WAN chains allow to configure WAN connections individually by sequencing/cascading their individual components. Components of a WAN chain can be all interfaces, like VPN interfaces and cellular interfaces or also serial interfaces. WAN chains enable to control the sequence in which the individual interfaces are established within a WAN chain. This permits for example to establish a VPN tunnel first upon the cellular connection has been established successfully. WAN chains permit the configuration of redundant WAN connections, fall backs to another WAN chain in case a connection fails or also the establishment of several VPN tunnels via different interfaces.

A WAN chain is the sequential arrangement of interfaces or WAN groups that defines the establishment of a WAN connection. The router needs at least one WAN chain to connect to a network. A WAN group is a parallel arrangement of interfaces for the use in a WAN chain that can be started or stopped together.

A WAN chain starts the interfaces required for a connection one after the other as soon as the WAN chain will be started. If an interface is inactive (i.e. disabled using the respective checkbox), it will be skipped. If the startup wizard is used, the first WAN chain will be created automatically. Further WAN chains can then be created to switch to an alternative connection in case of connection problems for example

A comparison of the interfaces will be made when changing from one WAN chain to another. If there are the same interfaces at the beginning of the WAN chain to be started as in the WAN chain that is currently being stopped, these interfaces will not even be restarted and considered as already “operating”. Only with the first different interface or the interface that has caused the termination of the WAN chain (e.g. due to a connection check failure), this and all following interfaces will be initialised and started again.

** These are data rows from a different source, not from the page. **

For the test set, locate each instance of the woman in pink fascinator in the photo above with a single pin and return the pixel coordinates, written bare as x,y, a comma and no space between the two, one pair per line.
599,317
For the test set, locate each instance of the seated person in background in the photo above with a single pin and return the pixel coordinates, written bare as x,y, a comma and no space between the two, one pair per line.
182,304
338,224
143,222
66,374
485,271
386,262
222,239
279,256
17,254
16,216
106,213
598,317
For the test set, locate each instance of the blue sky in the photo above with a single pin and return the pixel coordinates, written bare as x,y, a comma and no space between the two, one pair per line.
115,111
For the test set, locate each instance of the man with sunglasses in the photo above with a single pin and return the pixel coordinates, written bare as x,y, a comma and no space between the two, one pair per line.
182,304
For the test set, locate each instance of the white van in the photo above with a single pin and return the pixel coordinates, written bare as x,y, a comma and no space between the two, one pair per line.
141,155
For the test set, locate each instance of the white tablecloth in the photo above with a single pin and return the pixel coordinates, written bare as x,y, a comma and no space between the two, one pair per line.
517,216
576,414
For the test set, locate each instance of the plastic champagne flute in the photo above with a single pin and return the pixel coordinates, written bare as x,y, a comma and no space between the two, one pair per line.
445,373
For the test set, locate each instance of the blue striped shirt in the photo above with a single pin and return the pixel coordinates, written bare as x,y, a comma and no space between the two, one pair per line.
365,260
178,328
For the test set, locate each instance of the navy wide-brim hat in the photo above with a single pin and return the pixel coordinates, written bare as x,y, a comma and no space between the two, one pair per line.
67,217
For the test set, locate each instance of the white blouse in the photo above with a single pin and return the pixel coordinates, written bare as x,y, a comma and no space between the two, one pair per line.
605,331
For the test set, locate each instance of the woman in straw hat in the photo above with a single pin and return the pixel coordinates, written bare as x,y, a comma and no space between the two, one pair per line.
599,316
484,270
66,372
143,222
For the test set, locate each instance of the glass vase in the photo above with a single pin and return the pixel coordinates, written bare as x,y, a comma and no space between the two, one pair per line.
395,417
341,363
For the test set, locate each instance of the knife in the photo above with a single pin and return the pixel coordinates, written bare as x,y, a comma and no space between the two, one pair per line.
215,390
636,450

In case an interface in a WAN chain will be closed, this causes that the complete WAN chain will be closed. In case an interface in a WAN group will be closed, this does not cause that the WAN cahin containing this group will be closed.

The WAN chain defines an LTE-OpenVPN connection in the following example. The LTE modem will be started first here and then an OpenVPN tunnel will be established over the LTE connection.

The WAN chain defines an LTE-IPsec-GRE connection in the following example. The LTE modem will be started first here and then an encrypted IPsec connection will be established. The IPsec connection uses the LTE connection of the modem. If the IPsec connection has been established, the GRE tunnel will be established over the IPsec connection.

The WAN chain defines an Ethernet-OpenVPN connection with two parallel OpenVPN tunnels in the following example. The interface of an IP net which defines the Ethernet connection will be started first here (if it is a local network, it is already started). Then, a WAN group will be started that contains two OpenVPN tunnels. These two OpenVPN tunnels will be established in parallel over the Ethernet connection.